DESCRIPTION (provided by applicant): Peripheral neuropathic pain arises from diverse changes in the peripheral and central nervous systems that include a reciprocal interaction between the immune and nervous systems. We find from a microarray expression profile analysis that immunologic gene activation in microglia in the dorsal horn is a major common feature of rodent peripheral neuropathic pain models and includes most prominently a local induction of components of the complement cascade in the spinal cord. Blocking the complement cascade by depleting its components in rat spinal cord or in mutant mice reduces, moreover, pain hypersensitivity in neuropathic pain models.

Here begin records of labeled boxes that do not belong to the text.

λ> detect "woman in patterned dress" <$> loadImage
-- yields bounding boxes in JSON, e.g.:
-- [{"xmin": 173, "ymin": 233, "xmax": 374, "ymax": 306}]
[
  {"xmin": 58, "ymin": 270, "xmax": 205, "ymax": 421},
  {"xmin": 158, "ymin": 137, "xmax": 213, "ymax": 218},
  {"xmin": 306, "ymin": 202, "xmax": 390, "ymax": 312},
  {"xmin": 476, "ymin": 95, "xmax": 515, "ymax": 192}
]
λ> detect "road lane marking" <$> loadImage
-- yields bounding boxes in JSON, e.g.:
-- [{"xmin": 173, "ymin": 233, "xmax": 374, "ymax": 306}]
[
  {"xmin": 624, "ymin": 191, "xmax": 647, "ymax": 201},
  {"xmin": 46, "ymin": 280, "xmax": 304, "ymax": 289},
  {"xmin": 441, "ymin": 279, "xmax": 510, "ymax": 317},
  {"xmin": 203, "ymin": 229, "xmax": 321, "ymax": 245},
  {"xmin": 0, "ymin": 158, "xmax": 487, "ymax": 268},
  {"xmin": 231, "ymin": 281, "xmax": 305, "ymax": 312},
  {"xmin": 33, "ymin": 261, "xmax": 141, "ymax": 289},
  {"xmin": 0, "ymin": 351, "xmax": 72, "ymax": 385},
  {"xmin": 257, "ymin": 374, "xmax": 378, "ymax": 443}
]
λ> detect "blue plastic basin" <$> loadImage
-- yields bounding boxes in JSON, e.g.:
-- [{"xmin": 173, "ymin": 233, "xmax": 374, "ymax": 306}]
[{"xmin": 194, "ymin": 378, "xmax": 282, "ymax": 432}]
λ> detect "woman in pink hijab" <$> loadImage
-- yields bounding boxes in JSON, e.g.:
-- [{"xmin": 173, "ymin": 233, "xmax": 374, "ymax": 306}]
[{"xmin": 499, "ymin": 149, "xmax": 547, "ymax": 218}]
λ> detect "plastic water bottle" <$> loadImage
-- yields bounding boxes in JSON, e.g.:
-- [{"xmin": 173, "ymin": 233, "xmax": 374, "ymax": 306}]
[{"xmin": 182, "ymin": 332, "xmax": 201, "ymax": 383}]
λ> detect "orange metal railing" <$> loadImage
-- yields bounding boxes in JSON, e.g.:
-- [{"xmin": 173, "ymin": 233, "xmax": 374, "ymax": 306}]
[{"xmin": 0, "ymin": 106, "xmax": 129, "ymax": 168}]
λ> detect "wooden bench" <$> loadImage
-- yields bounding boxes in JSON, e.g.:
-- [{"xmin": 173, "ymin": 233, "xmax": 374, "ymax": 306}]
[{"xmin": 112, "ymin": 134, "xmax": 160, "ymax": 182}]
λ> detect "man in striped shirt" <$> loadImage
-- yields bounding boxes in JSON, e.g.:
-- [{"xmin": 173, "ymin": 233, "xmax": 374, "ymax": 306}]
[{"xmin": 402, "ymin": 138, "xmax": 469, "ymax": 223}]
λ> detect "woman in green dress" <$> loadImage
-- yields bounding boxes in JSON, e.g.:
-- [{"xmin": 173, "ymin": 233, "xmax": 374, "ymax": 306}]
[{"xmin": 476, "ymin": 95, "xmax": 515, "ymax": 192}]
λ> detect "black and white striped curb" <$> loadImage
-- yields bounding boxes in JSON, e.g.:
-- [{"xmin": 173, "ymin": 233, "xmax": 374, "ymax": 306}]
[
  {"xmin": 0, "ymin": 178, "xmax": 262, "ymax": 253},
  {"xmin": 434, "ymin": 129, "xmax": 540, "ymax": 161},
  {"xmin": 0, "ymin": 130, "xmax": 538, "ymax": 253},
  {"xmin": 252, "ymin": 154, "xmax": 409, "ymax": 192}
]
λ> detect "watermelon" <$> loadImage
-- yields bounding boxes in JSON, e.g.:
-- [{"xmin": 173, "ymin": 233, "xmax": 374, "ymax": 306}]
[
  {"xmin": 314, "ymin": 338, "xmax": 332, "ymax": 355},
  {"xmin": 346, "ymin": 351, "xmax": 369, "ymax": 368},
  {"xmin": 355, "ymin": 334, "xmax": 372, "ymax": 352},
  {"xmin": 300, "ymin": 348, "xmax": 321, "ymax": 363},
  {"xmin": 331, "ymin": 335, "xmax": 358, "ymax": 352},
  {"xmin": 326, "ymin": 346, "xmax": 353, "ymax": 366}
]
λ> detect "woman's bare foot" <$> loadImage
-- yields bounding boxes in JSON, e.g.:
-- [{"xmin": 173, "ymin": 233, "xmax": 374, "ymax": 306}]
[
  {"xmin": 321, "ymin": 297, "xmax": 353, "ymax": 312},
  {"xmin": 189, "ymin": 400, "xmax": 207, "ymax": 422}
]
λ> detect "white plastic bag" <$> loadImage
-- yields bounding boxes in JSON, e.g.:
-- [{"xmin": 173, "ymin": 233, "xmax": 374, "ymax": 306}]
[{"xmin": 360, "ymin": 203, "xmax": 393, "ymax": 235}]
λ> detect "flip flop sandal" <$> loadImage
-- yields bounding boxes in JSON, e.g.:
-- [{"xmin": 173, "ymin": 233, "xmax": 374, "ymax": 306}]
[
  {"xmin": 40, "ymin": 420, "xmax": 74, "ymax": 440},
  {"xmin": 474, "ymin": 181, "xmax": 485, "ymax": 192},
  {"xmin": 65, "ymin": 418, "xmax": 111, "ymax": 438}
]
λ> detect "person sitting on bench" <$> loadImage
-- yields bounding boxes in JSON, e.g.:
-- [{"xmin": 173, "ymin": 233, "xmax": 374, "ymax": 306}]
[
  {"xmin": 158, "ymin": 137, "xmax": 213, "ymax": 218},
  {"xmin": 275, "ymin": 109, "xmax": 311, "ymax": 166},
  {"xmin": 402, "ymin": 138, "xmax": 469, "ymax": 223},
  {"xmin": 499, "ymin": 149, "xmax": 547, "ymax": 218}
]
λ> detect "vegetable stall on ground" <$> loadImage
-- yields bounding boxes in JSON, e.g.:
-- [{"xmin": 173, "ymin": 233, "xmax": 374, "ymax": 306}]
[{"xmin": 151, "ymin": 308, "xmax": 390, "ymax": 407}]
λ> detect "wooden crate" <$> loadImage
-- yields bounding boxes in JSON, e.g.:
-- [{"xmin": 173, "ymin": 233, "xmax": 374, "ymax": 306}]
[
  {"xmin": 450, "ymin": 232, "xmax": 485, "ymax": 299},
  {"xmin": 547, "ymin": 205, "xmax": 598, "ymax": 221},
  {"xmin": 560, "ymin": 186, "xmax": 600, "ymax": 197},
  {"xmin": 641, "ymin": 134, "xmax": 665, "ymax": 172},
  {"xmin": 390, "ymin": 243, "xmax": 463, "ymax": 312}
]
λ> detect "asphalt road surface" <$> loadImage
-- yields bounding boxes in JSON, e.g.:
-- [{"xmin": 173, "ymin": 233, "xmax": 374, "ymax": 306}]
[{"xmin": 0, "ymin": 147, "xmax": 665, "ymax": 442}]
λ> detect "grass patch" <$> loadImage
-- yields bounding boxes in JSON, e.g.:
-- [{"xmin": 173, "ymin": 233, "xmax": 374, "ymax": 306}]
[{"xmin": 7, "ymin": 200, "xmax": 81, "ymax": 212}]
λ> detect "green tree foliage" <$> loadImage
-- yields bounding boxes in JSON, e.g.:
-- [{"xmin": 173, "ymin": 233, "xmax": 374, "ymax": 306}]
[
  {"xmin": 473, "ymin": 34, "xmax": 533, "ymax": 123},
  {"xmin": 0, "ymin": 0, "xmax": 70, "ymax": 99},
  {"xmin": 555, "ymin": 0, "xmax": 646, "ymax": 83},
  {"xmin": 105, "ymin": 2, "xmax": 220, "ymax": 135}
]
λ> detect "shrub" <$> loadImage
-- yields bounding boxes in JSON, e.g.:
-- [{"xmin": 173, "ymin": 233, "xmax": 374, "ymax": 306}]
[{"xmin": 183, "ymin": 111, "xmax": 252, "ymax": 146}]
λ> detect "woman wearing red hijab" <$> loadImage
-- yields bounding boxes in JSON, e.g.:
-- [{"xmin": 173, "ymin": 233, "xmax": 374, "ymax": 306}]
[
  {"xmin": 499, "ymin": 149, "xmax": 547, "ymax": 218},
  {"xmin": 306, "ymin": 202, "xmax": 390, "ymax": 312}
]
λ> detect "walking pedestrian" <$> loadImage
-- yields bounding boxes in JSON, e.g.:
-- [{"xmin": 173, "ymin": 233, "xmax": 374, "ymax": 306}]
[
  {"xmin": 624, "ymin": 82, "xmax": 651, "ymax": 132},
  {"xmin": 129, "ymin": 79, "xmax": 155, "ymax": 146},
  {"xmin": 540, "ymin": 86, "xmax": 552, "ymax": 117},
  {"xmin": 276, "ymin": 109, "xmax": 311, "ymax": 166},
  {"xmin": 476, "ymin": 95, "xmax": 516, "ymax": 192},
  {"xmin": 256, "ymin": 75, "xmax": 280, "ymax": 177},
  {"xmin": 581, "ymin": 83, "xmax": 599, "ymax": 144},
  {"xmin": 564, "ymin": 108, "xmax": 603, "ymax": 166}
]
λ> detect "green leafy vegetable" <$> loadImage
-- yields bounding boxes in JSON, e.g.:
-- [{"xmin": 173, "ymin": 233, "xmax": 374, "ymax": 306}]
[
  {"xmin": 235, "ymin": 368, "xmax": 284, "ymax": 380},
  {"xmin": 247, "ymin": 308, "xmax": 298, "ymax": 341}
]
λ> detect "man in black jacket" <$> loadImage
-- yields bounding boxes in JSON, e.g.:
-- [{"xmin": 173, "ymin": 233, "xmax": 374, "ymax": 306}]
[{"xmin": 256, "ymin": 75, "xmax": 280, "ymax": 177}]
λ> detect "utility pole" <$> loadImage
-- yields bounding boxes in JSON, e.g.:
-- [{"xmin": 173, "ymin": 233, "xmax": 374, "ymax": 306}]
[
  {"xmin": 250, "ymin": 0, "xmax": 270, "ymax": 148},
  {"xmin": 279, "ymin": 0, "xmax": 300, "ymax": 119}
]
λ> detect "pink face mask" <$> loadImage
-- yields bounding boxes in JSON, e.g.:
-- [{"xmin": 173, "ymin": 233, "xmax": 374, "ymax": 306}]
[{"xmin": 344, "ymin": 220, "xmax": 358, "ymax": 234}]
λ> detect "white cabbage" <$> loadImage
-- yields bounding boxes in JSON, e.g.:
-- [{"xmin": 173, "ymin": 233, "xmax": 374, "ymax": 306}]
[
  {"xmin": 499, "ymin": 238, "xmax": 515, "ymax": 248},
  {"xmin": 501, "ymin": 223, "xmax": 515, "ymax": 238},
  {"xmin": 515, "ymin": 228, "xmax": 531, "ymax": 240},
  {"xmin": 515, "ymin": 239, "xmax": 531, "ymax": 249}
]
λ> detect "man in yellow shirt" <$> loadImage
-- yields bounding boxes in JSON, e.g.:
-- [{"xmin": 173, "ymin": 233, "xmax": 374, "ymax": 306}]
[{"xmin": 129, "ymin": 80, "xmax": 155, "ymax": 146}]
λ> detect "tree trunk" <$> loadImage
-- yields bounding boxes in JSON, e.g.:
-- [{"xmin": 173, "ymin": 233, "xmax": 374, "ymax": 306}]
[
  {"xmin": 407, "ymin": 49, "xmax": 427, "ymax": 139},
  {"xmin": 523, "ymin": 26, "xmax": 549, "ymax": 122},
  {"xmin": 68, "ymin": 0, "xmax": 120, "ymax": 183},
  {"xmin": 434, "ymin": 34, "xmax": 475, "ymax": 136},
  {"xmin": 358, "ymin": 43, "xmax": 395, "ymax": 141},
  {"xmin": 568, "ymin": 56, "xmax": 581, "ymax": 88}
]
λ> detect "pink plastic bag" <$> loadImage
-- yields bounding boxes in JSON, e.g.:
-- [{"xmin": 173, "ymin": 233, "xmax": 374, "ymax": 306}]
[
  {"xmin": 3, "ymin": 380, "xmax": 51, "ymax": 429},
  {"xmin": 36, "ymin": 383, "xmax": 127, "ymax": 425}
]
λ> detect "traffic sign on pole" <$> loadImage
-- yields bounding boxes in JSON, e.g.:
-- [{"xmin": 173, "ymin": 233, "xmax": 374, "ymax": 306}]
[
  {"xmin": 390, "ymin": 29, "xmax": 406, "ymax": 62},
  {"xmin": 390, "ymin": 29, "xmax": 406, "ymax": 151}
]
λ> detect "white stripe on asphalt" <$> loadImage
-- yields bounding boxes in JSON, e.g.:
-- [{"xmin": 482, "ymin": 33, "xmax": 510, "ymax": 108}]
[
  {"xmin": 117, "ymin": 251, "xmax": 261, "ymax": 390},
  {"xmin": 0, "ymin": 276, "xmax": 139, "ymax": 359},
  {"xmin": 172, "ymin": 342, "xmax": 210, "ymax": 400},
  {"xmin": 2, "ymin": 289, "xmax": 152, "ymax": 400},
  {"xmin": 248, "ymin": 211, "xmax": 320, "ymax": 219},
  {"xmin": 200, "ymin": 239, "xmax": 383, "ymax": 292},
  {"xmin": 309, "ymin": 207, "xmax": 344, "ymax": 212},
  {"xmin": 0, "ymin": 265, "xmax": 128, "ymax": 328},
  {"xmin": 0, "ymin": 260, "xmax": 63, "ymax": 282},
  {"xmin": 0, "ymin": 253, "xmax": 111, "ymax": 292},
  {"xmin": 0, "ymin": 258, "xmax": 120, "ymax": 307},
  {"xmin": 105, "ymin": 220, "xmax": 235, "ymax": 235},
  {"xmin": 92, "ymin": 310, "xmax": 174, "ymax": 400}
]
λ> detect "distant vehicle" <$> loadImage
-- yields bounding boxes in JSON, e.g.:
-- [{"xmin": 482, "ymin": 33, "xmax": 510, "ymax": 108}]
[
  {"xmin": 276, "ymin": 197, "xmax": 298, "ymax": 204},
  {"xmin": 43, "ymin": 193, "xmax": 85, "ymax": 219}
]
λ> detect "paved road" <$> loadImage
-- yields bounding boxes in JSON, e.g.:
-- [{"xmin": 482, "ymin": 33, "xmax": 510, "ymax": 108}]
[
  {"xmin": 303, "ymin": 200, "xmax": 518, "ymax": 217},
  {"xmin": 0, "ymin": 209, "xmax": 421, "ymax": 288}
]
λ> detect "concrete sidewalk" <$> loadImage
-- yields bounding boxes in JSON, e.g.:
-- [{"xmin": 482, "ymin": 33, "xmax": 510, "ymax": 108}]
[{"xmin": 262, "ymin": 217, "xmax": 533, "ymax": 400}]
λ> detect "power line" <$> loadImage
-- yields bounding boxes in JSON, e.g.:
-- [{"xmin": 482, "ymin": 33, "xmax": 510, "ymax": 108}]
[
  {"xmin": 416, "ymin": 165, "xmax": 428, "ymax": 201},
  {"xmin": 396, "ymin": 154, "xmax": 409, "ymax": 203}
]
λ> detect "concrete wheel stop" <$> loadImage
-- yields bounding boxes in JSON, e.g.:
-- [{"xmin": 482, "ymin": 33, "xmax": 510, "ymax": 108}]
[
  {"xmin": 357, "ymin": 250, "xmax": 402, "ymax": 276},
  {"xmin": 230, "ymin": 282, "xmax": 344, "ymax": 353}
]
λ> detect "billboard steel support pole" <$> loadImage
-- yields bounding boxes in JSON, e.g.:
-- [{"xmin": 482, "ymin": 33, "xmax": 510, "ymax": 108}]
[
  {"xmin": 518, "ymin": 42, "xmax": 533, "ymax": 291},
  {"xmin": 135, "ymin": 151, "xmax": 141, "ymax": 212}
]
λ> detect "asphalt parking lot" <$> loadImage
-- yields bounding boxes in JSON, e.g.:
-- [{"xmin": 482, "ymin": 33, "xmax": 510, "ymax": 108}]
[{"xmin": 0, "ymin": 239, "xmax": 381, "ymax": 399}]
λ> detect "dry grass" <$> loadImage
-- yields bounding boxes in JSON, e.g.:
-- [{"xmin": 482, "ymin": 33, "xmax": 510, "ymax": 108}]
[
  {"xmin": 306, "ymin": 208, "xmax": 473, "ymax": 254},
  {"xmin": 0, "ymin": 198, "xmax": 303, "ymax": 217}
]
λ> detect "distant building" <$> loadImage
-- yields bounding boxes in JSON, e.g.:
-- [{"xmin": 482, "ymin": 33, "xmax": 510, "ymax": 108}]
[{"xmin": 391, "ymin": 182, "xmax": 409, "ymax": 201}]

Based on this, we hypothesize that peripheral nerve injury results in production by injured sensory neurons of a signal that is transported to the central terminals of the afferents in the dorsal horn/spinal nucleus of the trigeminal where it acts on microglia to induce complement genes. Activation of the classical complement cascade pathway locally in the superficial dorsal horn results in production of C5a anaphylatoxin and assembly of the membrane attack complex (MAC). C5a, we hypothesize, acts via the C5a receptor to alter microglial and neuronal function, while MAC, we propose, is specifically assembled on those neurons that do not express CD59, an endogenous inhibitor of MAC assembly, and by increasing calcium influx in the neurons, increases their excitability and vulnerability to apoptosis. To test this hypothesis we propose to determine: 1) Which peripheral stimuli; activity, inflammation or axonal damage, induce complement genes in microglia in the dorsal horn 2) Which cytokines and chemokines induce complement genes in microglia, 3) The role of the complement cascade in producing neuropathic pain and specifically whether C5a or assembly of the MAC is the prime effector of the pain, and 4) If complement activation alters excitability in dorsal horn neurons sufficiently to produce excitotoxic apoptosis. We will use this information to devise and test novel treatment strategies for somatic and facial neuropathic pain based either on blocking complement gene induction in microglia or complement cascade activation in the nervous system.

描述（由申请人提供）：外周神经性疼痛由外周和中枢神经系统的各种变化引起，包括免疫系统和神经系统之间的相互作用。我们发现，从微阵列表达谱分析，免疫基因激活小胶质细胞在背角是一个主要的共同特点，啮齿动物周围神经性疼痛模型，最突出的是包括一个局部诱导的补体级联的组成部分在脊髓。此外，通过消耗大鼠脊髓或突变小鼠中的补体级联反应的组分来阻断补体级联反应可降低神经性疼痛模型中的疼痛超敏性。基于此，我们假设周围神经损伤导致由受损的感觉神经元产生信号，该信号被运输到三叉神经背角/脊核中的传入神经的中央末梢，在那里它作用于小胶质细胞以诱导补体基因。在浅表背角局部激活经典补体级联途径导致C5 a过敏毒素的产生和膜攻击复合物（MAC）的组装。我们假设，C5 a通过C5 a受体改变小胶质细胞和神经元功能，而MAC，我们提出，是专门组装在那些不表达CD 59的神经元上，CD 59是MAC组装的内源性抑制剂，并通过增加神经元中的钙内流，增加其兴奋性和对凋亡的脆弱性。为了验证这一假设，我们建议确定：1）哪些周边刺激;活动、炎症或轴突损伤，在背角的小胶质细胞中诱导补体基因2）哪些细胞因子和趋化因子在小胶质细胞中诱导补体基因，3）补体级联在产生神经性疼痛中的作用，特别是C5 a或MAC的组装是否是疼痛的主要效应物，和4）如果补体激活改变背角神经元的兴奋性，足以产生兴奋性毒性细胞凋亡。我们将利用这些信息来设计和测试新的治疗策略，基于阻断小胶质细胞中的补体基因诱导或神经系统中的补体级联激活的躯体和面部神经性疼痛。